Les droits des femmes sont relativement récents dans l’histoire de l’humanité et, par voie de conséquence, restent fragiles.

Partout où je suis allée, du Brésil à Haïti, en passant par l’Afrique et l’Europe centrale, l’égalité n’est pas gagnée pour les femmes. Et en certaines régions du monde, comme en Afghanistan où j’étais récemment, leurs droits les plus fondamentaux sont niés, bafoués sans vergogne.

Même dans un pays progressiste comme le Canada, la route vers l’égalité est semée d’embûches. 

Partout, les femmes sont encore sous-représentées dans les instances décisionnelles, et je ne peux que me réjouir de la nomination récente d’une femme, Jadranka Kosor, au poste de premier ministre de la Croatie.

Ce sont encore les femmes qui sont les plus susceptibles de vivre dans la pauvreté.

Ce sont encore les femmes que le poids des traditions écrase et ravale au grand d’inférieur.

Ce sont encore les femmes et leurs enfants qui subissent le plus durement les répercussions des conflits.

Ce sont encore les femmes qui risquent d’être agressées, dans l’intimité de leur foyer ou dans la rue.

Je le sais pour avoir été journaliste et avoir témoigné de ces réalités, notamment du trafic des femmes, un phénomène qui prend de l’ampleur à l’échelle de la planète.

Je le sais aussi pour avoir collaboré à la mise sur pied d’un réseau de refuges destinés aux femmes victimes de violence et pour les avoir accompagnées pendant près de dix ans.

Et la gouverneure générale que je suis est plus que jamais convaincue que les combats menés par les femmes pour le respect de leurs droits sont une affirmation de la dignité humaine et un chemin qui conduit vers la liberté.

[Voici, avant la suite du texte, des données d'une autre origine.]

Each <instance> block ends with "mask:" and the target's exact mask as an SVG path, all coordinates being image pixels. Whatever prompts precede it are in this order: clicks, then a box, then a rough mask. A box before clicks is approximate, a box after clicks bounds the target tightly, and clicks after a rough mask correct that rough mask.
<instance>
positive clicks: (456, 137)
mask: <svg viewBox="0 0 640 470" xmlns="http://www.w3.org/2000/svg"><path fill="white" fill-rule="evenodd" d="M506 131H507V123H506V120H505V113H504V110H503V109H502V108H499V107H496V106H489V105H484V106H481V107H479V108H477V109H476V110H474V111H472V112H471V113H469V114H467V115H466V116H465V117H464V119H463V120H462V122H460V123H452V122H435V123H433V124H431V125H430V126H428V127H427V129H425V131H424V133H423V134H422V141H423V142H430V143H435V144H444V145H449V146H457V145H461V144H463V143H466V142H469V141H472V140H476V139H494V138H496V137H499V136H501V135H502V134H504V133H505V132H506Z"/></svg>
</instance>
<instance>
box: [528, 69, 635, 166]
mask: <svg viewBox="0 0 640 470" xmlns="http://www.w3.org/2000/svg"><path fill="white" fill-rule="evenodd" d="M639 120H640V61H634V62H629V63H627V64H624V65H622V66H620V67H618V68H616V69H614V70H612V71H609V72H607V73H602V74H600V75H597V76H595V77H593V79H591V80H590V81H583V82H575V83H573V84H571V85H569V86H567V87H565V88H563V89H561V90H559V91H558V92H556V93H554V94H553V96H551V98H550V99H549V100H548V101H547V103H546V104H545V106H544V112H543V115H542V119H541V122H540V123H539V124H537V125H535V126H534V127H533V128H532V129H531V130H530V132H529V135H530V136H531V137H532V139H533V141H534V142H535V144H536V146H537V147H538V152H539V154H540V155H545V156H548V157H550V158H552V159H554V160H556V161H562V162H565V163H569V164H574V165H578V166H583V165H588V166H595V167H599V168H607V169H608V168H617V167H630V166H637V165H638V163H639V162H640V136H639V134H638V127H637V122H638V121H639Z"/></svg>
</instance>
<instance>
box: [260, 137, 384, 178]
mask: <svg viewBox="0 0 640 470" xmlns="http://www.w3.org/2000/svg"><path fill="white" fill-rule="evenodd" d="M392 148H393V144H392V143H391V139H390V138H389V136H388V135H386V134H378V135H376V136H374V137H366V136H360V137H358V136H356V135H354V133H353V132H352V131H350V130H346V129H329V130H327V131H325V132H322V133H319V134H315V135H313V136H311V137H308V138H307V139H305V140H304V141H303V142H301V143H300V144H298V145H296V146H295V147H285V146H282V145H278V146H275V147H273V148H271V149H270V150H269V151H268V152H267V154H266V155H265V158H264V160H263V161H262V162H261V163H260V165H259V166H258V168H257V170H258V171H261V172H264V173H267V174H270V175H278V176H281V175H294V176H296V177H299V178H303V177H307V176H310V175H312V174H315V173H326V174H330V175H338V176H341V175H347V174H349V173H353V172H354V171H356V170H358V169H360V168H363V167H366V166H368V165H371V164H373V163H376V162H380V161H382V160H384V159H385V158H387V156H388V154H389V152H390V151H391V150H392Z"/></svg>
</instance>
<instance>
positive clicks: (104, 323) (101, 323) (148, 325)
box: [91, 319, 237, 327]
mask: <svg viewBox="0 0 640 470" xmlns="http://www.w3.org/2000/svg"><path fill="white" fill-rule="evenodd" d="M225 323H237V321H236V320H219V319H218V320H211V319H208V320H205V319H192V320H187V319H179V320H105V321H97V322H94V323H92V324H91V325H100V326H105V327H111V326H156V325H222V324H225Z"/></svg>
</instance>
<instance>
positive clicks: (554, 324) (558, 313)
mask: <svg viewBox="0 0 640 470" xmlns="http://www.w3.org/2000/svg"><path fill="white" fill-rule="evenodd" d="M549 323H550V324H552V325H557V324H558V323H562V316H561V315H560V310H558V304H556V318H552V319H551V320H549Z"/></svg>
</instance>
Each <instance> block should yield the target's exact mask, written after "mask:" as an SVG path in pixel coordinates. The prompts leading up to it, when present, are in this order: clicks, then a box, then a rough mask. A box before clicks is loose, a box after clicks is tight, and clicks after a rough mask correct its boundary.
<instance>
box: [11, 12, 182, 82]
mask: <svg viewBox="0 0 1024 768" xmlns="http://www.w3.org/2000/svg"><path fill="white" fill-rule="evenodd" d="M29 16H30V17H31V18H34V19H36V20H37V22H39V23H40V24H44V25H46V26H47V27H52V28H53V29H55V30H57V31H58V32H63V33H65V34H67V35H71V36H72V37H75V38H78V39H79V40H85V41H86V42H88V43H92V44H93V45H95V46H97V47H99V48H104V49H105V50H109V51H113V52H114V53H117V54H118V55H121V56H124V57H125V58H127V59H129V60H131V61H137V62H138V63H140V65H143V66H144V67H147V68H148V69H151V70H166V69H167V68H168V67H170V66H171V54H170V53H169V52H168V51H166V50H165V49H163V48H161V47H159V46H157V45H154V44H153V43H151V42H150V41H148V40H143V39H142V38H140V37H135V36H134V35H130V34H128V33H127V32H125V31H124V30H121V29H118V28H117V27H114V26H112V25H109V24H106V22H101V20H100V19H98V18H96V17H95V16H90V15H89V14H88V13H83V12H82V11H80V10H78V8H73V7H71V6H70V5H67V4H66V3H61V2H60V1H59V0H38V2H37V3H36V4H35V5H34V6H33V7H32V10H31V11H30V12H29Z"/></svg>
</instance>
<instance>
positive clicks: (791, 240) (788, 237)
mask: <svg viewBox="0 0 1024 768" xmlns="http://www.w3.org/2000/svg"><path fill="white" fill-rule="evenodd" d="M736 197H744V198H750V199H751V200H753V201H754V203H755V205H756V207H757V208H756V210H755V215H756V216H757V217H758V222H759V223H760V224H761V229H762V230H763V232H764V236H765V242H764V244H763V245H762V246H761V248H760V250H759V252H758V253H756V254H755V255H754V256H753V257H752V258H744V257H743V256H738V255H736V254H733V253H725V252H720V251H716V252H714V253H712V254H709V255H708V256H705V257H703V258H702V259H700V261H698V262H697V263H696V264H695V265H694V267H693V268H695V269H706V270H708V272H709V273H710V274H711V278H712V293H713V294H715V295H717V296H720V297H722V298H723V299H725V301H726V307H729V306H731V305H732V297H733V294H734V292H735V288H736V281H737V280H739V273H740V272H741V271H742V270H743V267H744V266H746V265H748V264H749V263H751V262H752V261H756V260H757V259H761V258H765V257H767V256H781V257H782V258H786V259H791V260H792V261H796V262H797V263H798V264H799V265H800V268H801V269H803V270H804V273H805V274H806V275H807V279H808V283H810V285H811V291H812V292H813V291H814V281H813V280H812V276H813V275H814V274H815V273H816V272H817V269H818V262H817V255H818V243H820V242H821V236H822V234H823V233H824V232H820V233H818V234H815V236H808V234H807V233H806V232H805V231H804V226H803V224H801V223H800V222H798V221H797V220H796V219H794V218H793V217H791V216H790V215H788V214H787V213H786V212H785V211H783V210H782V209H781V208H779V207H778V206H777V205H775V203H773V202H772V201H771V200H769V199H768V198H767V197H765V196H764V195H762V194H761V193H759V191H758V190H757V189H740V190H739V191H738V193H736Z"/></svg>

Je crois au pouvoir des femmes, à leur résilience, à leur esprit d’entraide et à leur volonté d’en finir avec les inégalités.

Je crois aussi que leur parole est porteuse d’avenir, surtout lorsqu’elle s’accorde à des gestes qui entraînent des changements profonds dans la société, comme c’est le cas des femmes engagées dans la société croate que nous avons réunies autour de cette table.

Je crois que donnez du pouvoir aux femmes, c’est donner du pouvoir à la nation entière.

Soyons, les unes pour les autres, des sœurs, des alliées, des modèles et des sources d’inspiration.

Je suis impatiente de vous entendre.